La mossa di Biden arriva in un momento molto delicato degli equilibri del Medio Oriente. Il 15 febbraio è iniziata un’escalation contro le forze Usa in Iraq che ha portato a diversi attacchi nei confronti delle truppe americane. Il mirino è puntato contro le forze filo-iraniana e presenti in Iraq, da sempre un vero tallone d’Achille della strategia Usa in Medio Oriente. Il Paese che era stato invaso dagli americani nel 2003 è diventato infatti in questi anni uno dei maggiori partner dell’avversario strategico di Washington, Teheran. E non va dimenticato che è stato proprio in Iraq che il predecessore di Biden. Donald Trump, ha ordinato il raid per uccidere il generale iraniano Qasem Soleimani. Una mossa che Baghdad aveva ovviamente condannato, posto che il territorio sotto l’autorità irachena è diventato un terreno di scontro tra due potenze esterne.

Questa volta a essere colpita è stata la Siria. E già questo è indice di una strategia precisa della Casa Bianca. Colpire la Siria, in questo momento, equivale per il Pentagono a colpire un territorio con un’autorità che non riconoscono e che hanno provato a rovesciare. Situazione ben diversa rispetto all’Iraq, dove gli Stati Uniti vogliono invece evitare che il Paese si rivolti contro le forze lì presenti e dove c’è un governo che l’America riconosce come interlocutore. Il fatto che il raid sia arrivato in Siria ma in risposta agli attacchi in Iraq, segnala che non si vogliono creare problemi al governo iracheno,.

L’attacco conferma anche un ulteriore problema per l’amministrazione americana. La presenza delle milizie filo-iraniane in Siria e in Iraq è un nodo che è stato tutt’altro che sciolto. Da tempo i generali Usa avevano chiesto alla Casa Bianca sotto Trump di evitare il ritiro delle truppe dalla Siria proprio per escludere la possibilità che le forze legate a Teheran riprendessero piede nella regione. Trump, recalcitrante, ha comunque accettato le richieste del Pentagono (e di Israele) evitando un ritiro rapido delle forze americane. Per la Difesa Usa c’era anche il rischio di un rafforzamento della presenza russa (Mosca ha condannato l’attacco parlando “un’azione illegittima che va condannata categoricamente”). Quel ritiro non si è mai tramutato in realtà, tramutandosi in un fantasma che per molti mesi si è aggirato per i corridoi di Pentagono e Casa Bianca e negando alla radice una delle promesse del presidente repubblicano: la fine delle “endless wars”.

Il raid americano di questa notte non indica in ogni caso un ritorno in forza dell’America in Siria. Il bombardamento è stato molto circoscritto e in un’area che è da tempo nel mirino delle forze Usa in Medio Oriente.
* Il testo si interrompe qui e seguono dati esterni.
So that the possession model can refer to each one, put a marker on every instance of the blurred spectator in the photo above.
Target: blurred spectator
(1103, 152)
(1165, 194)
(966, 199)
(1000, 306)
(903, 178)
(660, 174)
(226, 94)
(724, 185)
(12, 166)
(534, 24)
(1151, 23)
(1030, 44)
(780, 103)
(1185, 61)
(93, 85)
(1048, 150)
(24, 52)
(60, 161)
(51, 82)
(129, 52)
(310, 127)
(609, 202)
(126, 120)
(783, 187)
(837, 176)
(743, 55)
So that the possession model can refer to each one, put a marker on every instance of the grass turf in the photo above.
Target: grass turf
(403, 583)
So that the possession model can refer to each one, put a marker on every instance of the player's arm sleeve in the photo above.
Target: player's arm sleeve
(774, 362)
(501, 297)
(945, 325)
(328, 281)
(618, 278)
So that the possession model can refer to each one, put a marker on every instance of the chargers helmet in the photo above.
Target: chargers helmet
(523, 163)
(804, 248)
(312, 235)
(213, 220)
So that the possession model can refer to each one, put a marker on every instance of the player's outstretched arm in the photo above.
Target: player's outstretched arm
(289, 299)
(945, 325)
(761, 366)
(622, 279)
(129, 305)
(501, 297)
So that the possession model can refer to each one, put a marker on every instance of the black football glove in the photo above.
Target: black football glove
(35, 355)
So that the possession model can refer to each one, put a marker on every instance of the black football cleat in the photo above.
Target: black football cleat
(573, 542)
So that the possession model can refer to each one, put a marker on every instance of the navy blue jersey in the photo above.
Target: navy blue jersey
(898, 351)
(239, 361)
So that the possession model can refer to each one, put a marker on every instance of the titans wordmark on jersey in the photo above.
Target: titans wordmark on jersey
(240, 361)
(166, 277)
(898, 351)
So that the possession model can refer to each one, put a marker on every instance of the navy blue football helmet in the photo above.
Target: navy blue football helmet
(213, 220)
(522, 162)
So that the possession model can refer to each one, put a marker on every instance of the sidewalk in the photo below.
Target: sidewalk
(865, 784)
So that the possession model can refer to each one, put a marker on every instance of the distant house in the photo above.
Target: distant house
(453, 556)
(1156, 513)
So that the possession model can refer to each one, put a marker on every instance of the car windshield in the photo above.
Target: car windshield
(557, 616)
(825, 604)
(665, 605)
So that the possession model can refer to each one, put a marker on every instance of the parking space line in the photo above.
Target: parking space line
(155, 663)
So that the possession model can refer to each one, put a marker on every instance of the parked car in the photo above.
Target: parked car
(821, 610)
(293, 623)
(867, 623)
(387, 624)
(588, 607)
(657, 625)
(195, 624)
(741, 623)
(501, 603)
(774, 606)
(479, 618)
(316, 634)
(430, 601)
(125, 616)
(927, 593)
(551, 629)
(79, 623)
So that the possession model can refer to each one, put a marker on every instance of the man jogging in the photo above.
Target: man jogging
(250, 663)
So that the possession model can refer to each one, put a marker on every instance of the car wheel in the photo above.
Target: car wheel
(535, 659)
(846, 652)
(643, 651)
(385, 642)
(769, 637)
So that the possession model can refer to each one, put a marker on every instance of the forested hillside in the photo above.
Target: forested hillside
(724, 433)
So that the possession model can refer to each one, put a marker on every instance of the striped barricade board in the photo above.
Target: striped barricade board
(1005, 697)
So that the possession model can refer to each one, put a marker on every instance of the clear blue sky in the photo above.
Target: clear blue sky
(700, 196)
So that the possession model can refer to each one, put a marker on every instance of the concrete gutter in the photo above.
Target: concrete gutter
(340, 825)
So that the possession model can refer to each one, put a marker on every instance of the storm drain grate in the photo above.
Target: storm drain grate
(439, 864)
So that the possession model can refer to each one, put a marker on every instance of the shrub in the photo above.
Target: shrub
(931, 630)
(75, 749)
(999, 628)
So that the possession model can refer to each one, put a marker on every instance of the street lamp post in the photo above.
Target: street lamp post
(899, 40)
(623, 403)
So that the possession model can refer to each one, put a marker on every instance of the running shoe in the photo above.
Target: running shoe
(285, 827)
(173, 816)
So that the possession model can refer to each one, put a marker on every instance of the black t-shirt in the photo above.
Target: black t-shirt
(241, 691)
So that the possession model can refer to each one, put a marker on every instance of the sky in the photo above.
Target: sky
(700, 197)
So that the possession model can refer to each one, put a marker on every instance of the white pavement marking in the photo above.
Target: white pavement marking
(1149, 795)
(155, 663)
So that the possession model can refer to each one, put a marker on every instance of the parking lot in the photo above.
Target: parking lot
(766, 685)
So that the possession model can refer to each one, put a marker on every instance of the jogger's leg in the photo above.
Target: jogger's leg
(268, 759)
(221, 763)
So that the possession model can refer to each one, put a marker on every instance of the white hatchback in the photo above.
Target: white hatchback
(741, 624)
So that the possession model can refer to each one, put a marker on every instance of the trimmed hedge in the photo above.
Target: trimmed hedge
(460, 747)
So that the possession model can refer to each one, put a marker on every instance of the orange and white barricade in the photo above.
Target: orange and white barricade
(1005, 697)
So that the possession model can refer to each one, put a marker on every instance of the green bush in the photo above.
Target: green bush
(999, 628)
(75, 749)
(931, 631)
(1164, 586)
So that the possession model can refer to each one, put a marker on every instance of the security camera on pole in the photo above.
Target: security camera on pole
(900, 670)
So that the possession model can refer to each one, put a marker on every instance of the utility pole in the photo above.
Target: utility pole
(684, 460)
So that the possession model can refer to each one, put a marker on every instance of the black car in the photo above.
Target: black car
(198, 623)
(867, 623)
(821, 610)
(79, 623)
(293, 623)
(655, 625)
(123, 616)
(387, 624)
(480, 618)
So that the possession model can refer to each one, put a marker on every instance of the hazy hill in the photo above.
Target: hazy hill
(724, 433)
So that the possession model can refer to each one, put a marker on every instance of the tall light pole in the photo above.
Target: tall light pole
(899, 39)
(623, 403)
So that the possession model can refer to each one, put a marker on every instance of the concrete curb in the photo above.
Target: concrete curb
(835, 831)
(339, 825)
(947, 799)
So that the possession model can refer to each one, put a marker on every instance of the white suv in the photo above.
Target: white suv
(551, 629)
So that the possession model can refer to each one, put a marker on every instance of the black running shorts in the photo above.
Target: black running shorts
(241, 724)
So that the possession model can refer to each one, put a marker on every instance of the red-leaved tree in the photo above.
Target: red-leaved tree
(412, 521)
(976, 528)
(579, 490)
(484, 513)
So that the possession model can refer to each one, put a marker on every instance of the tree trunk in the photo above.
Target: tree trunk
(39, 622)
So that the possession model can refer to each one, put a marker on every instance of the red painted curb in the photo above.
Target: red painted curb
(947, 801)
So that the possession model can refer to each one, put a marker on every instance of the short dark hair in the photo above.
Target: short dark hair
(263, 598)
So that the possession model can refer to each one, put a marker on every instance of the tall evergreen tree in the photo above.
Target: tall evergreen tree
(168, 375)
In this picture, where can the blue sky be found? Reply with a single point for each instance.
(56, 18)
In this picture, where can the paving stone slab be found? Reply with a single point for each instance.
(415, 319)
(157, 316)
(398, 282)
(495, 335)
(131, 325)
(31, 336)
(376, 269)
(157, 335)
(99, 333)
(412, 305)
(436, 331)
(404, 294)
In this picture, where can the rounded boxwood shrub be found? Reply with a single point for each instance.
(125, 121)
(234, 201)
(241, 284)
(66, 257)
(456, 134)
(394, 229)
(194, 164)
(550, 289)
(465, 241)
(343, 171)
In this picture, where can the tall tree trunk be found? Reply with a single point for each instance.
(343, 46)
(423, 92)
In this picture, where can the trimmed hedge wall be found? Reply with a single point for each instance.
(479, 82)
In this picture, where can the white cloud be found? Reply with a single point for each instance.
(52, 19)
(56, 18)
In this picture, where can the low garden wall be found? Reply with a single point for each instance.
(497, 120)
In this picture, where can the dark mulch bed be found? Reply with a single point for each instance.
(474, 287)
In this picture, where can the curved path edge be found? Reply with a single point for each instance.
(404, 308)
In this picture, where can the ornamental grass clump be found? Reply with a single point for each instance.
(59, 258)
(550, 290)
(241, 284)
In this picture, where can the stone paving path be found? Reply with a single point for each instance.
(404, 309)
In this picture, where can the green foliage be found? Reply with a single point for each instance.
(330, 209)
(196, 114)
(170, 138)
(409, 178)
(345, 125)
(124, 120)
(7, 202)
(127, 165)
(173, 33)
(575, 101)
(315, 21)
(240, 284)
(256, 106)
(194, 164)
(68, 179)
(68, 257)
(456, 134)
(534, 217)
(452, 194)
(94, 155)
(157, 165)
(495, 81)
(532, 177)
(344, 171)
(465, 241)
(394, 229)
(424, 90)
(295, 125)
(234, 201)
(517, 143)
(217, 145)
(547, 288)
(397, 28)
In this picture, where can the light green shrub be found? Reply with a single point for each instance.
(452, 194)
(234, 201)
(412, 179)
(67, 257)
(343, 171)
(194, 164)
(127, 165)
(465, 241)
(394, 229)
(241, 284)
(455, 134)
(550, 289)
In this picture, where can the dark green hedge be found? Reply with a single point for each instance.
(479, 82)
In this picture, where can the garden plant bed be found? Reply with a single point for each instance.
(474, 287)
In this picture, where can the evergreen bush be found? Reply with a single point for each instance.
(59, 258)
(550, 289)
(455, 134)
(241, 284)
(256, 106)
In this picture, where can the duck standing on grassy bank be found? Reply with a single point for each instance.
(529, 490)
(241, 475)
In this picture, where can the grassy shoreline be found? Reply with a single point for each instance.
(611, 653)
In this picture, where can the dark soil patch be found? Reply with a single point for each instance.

Ma non va dimenticato anche il fattore “negoziale”. Gli Stati Uniti stanno trattando con l’Iran per rientrare nell’accordo sul programma nucleare: ma per farlo devono mostrare i muscoli. Come riporta il Corriere della Sera, Barack Obama era solito dire che “si negozia con il fucile dietro la porta”. Trump lo ha fatto uscendo dall’accordo, uccidendo Soleimani e inviando bombardieri strategici e navi nel Golfo Persico. Biden ha cambiato le carte in tavola: ha optato per un freno agli accordi con le monarchie arabe per far capire di non essere allineato alla politica di Trump, congelando gli F-35 agli Emirati e le armi ai sauditi in Yemen. Ma nello stesso tempo ha voluto lanciare un segnale direttamente all’Iran colpendo le milizie al confine tra Iraq e Siria. Tattiche diverse, strategia diversa, ma con un obiettivo comune: l’Iran.